Нынешней весной в последний раз побывал в Никольском.
Пришло неожиданное и удивительное письмо от Никольских мужиков. Писал от их имени новый учитель:
«Граждане сельца Никольское вспоминают вас, относясь с симпатией, в ознаменование чего и предлагают вам поселиться на родном пепелище, сняв у них в арендное содержанье бывшую вашу усадьбу и живя в добрососедских отношениях. Приезжайте для личных переговоров и хлопот, ничего не подозревая, ввиду того, что теперь вас никто пальцем не тронет, события миновали, и река вошла в свои берега…»

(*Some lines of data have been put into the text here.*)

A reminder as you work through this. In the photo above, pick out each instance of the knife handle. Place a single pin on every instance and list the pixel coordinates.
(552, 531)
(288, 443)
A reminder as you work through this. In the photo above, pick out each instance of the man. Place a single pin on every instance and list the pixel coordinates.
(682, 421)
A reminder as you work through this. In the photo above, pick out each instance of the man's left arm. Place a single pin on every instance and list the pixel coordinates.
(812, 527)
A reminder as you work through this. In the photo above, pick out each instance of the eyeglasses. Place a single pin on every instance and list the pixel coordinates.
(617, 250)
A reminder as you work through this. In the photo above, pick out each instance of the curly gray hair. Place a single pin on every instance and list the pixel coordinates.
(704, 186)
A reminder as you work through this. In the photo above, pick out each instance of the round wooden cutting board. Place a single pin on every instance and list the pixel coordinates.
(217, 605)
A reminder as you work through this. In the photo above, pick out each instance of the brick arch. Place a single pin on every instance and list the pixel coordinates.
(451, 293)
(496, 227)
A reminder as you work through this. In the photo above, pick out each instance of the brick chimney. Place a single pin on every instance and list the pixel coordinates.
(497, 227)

Я, едучи, думал: неужели и впрямь опять еду я туда, где встретил когда-то страшное начало этих «событий», откуда бежал в одну из самых зловещих октябрьских ночей семнадцатого года и где уже никогда не чаял быть снова! Не верилось, что опять увижу это «пепелище», пока не увидал собственными глазами давно знакомые места и лица.
А затем было очень странно видеть все прежнее, свое, собственное чьим-то чужим, — чьим именно, никто еще не знал толком во всей деревне, — странно взглянуть на все эти столь грубо одичавшие за пять лет «берега» и, в частности, на те изменения и разрушения, что произошли в усадьбе за время пятилетнего мужицкого владычества над ней… снова войти в тот дом, где родился, вырос, провел почти всю жизнь, и где теперь оказалось целых три новых семейства: бабы, мужики, дети, голые потемневшие стены, первобытная пустота комнат, на полу натоптанная грязь, корыта, кадушки, люльки, цыганские постели из соломы и рваных пегих попон, а стекла окон, их зимних рам, теперь никогда не вынимаемых, точно покрыты черными кружевами — так засидели их мухи…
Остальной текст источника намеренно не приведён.